We're in our 40's and our son will be 11 when we move there in June. I think you and Miles should set up a "40's" club ready for when we come over 

Let me know where to find it when you've sorted it all out! No pressure


----------



## robbins1 (Jul 17, 2008)

*HI*

hi Im ami we have lived in paphos 4 6 months aswell, We r young and still working and i was thinking of joining a dance class too, its hard to meet people young here as you know theres loads of retired people!!!! neway my email is <snip>if you wanna get in touch
we live in paphos


----------



## Mairi (Feb 11, 2009)

Hi 
Im Mairi iv'e moved over here with my husband who relocated with his job.As yet ive not met any new friends as we live in Nicosia beside the locals.Im hoping to find some work to get me out and about and hopefully meet new friends.It would be reat to hear from you.I originally come from Wemyss Bay in Scotland


----------



## dannyd (Feb 10, 2009)

What sort of expat age groups are there in Cyprus? My wife and I are both in our 20's, are there many expats out there at this age? 

Thanks

Danny


----------



## Arranexpat (Aug 17, 2008)

*Meet up?*

Danny, most of the expats out here are retired but there have to be younger ones! I'm trying to find them through this thread. I'm going to be in Limassol Tomorrow for a meeting so anyone want to meet for lunch? 

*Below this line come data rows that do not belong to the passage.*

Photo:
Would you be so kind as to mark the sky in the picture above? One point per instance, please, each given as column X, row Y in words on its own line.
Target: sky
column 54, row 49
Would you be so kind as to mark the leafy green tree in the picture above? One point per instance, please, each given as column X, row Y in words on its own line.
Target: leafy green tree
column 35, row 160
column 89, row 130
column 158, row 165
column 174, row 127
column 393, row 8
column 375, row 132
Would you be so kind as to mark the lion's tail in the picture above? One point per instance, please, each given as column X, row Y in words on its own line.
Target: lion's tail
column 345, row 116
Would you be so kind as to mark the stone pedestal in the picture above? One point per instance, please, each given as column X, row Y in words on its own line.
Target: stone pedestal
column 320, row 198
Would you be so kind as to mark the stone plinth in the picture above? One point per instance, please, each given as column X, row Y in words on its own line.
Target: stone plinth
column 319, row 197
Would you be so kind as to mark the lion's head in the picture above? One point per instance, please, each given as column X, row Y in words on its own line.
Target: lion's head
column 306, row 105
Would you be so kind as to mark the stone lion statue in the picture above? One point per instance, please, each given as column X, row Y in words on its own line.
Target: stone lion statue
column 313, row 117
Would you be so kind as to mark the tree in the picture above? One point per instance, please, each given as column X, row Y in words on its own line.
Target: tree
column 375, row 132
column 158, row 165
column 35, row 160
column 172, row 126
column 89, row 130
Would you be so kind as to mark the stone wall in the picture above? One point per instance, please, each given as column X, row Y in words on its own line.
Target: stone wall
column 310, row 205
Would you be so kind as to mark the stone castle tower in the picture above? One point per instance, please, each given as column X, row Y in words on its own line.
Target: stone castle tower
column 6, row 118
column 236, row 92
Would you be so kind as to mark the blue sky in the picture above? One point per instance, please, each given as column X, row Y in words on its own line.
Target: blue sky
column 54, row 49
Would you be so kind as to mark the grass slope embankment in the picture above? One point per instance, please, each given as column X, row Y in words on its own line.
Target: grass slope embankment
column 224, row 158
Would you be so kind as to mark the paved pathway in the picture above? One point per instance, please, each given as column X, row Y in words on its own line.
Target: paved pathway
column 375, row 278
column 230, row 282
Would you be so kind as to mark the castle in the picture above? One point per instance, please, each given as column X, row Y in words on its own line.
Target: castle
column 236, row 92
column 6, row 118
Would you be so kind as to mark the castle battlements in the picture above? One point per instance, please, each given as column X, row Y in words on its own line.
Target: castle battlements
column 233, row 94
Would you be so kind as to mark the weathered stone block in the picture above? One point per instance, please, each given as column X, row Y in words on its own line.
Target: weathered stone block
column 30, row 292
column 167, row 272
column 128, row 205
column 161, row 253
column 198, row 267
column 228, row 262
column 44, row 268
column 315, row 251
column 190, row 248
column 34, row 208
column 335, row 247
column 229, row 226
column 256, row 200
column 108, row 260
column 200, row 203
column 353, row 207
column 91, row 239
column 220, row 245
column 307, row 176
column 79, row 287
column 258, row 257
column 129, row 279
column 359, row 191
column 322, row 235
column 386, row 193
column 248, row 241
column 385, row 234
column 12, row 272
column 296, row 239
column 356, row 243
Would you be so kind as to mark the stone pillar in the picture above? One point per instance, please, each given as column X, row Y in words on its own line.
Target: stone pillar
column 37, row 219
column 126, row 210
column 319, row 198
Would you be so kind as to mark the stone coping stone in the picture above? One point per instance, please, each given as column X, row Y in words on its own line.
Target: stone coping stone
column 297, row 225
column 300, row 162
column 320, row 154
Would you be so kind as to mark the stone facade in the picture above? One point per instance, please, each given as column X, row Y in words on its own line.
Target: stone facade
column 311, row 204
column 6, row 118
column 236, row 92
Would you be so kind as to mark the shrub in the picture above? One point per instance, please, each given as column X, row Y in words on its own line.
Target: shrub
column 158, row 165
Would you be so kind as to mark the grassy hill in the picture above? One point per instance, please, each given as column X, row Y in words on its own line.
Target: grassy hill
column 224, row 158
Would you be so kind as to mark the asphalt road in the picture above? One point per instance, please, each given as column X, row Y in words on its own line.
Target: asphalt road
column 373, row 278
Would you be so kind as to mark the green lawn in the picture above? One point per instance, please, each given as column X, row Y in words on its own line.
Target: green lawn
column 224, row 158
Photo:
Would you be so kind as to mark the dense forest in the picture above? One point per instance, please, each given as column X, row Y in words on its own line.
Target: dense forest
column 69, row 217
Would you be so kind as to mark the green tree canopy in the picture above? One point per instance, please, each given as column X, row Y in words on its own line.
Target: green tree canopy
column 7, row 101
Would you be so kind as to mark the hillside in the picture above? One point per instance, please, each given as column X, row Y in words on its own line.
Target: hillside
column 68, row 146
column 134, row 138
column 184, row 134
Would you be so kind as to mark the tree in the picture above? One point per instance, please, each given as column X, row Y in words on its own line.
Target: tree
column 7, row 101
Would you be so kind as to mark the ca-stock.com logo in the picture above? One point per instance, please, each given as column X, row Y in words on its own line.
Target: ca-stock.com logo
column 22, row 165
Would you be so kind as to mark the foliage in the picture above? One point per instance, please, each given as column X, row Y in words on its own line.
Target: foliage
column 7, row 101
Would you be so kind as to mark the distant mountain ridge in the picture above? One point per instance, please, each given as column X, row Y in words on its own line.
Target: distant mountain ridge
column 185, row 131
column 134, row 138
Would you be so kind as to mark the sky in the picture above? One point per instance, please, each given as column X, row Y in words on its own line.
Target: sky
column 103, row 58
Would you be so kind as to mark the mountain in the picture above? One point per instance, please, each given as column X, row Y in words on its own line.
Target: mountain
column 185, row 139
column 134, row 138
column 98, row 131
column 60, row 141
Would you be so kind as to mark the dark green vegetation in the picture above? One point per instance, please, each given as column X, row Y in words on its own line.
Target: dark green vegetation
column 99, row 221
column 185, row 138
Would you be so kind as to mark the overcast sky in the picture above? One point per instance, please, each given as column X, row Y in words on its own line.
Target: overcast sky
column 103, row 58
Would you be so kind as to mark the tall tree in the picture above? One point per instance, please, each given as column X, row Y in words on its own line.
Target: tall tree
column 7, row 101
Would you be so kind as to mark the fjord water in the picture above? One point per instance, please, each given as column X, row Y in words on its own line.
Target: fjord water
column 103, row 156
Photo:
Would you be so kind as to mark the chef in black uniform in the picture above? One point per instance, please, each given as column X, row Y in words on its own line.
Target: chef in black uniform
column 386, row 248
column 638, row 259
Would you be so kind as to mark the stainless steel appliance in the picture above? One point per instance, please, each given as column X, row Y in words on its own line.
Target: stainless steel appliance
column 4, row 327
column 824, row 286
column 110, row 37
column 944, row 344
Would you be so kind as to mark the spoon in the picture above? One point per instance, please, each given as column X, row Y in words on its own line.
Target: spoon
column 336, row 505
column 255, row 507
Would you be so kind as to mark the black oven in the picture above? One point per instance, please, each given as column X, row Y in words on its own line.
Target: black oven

I live in Paphos so if you're down this way, does anyone want to meet up on Tuesday? Private message me for meeting details as I don't know if I can mention a certain coffee shop in a certain Mall. I'm meeting someone from the Caledonian Society there for coffee Tuesday afternoon 3pm, come along?


----------



## Veronica (Apr 5, 2008)

Arranexpat said:


> Danny, most of the expats out here are retired but there have to be younger ones! I'm trying to find them through this thread. I'm going to be in Limassol Tomorrow for a meeting so anyone want to meet for lunch?
> 
> I live in Paphos so if you're down this way, does anyone want to meet up on Tuesday? Private message me for meeting details as I don't know if I can mention a certain coffee shop in a certain Mall. I'm meeting someone from the Caledonian Society there for coffee Tuesday afternoon 3pm, come along?


Susan there is no problem with you naming the coffee shop.


----------